We took our hosts out to brunch The Grey, a fantastic restaurant in a brilliantly restored 1938 Art Deco former greyhound station (the new one is around the block). It’s a very fun space, with oval banquettes, a counter, remnants of the original pale green wall tiles, including original graffiti (a young server pointed out to me.) A three piece band with a terrific female singer performed while we ate delicious, sophisticated takes on southern fare including crab beignets, fried chicken with half dollar size corn meal hotcakes, “pigs head” (pork cheek). The chef Mashama Bailey is a James Beard award winner.
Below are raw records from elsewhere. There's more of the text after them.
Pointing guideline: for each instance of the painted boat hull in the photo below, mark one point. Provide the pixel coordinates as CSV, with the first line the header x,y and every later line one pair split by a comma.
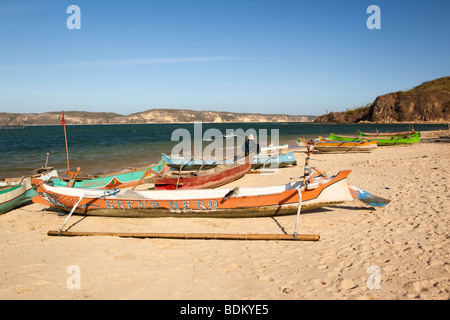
x,y
204,180
390,134
20,192
381,141
259,161
327,145
249,202
115,180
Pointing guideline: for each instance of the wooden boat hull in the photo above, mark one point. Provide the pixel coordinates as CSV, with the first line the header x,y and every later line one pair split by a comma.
x,y
115,180
249,202
204,180
259,161
15,193
381,141
327,145
389,134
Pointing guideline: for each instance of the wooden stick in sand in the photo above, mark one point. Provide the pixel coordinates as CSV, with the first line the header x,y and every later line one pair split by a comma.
x,y
204,236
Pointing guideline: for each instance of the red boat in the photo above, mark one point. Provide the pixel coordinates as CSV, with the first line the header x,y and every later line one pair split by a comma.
x,y
202,179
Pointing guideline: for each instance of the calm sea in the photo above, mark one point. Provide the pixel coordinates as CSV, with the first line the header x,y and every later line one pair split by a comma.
x,y
105,148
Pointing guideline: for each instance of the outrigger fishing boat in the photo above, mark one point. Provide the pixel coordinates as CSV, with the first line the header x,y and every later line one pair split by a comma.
x,y
127,177
259,161
202,179
316,190
16,191
328,145
381,140
389,134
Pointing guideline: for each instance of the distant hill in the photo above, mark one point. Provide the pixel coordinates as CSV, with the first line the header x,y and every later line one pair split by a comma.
x,y
149,116
429,101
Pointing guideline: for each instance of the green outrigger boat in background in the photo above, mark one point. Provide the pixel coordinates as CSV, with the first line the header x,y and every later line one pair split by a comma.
x,y
121,179
381,140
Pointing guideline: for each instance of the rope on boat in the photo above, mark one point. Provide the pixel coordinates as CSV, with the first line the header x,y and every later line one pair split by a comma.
x,y
71,212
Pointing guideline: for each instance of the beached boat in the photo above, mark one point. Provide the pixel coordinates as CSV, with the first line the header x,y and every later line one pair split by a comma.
x,y
124,178
389,134
381,140
16,191
271,148
327,145
202,179
313,192
259,161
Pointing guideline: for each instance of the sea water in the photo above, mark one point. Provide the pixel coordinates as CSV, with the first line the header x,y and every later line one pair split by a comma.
x,y
107,148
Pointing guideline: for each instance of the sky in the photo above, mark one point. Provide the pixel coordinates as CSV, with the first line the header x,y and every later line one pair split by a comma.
x,y
291,57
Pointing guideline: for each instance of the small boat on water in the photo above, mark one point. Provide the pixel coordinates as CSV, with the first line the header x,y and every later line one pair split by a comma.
x,y
202,179
16,191
259,161
328,145
381,140
127,177
316,190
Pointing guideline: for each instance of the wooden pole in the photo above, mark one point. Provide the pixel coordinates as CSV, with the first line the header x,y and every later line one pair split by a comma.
x,y
63,122
203,236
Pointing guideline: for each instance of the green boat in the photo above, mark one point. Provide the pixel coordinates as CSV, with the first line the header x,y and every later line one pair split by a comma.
x,y
390,134
381,140
121,179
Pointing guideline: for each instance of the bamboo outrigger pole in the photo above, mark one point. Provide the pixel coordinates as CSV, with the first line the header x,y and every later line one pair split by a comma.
x,y
204,236
63,122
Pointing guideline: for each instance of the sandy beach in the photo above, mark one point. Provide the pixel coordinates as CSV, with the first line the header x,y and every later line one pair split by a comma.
x,y
400,251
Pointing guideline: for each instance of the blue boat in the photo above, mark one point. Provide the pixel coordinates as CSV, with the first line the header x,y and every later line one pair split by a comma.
x,y
259,161
16,191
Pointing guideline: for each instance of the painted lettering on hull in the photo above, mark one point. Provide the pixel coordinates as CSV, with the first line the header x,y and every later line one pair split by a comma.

I’m glad I booked (five weeks in advance).
The Grey is walking distance to the western part of historic Savannah so we gladly sauntered through some other lovely squares including one fronted by the cool looking Jepson Center for the Arts, in a glassy cube of a contemporary building designed by Moshe Safdie, which is the youngster of the Telfair Museums, the south’s oldest art museum. (Safdie also designed Arkansas’s fabulous Crystal Bridges museum.) The museums include the elegant 1819 mansion housing the Telfair academy — the first American art museum founded by a woman (Mary Telfair, in 1886!) Other highlights we passed: Asher + Rye, an upscale bakery, drinks, clothing and home goods place, the Perry Lane hotel (a high design luxury hotel full of antiques and contemporary artwork including by artists with ties to SCAD, aka the Savannah College of Art and Design), Zunzi’s, a “South African-inspired” (whatever that means) sandwich shop next door to the hotel and the surprisingly gorgeous interior of Basilica Cathedral St. John’s the Baptist, a French Gothic wonder (originally built in 1876, rebuilt after a fire in 1900) with its high pale green marble columns.


We decided that Savannah is livelier and more interesting than Charleston, although we loved Charleston. The presence of SCAD is overt (with buildings scattered all over town) and more subtle (with well-curated and designed shops every which way). Then there’s the sheer loveliness of the squares and boulevards and Forsyth Park.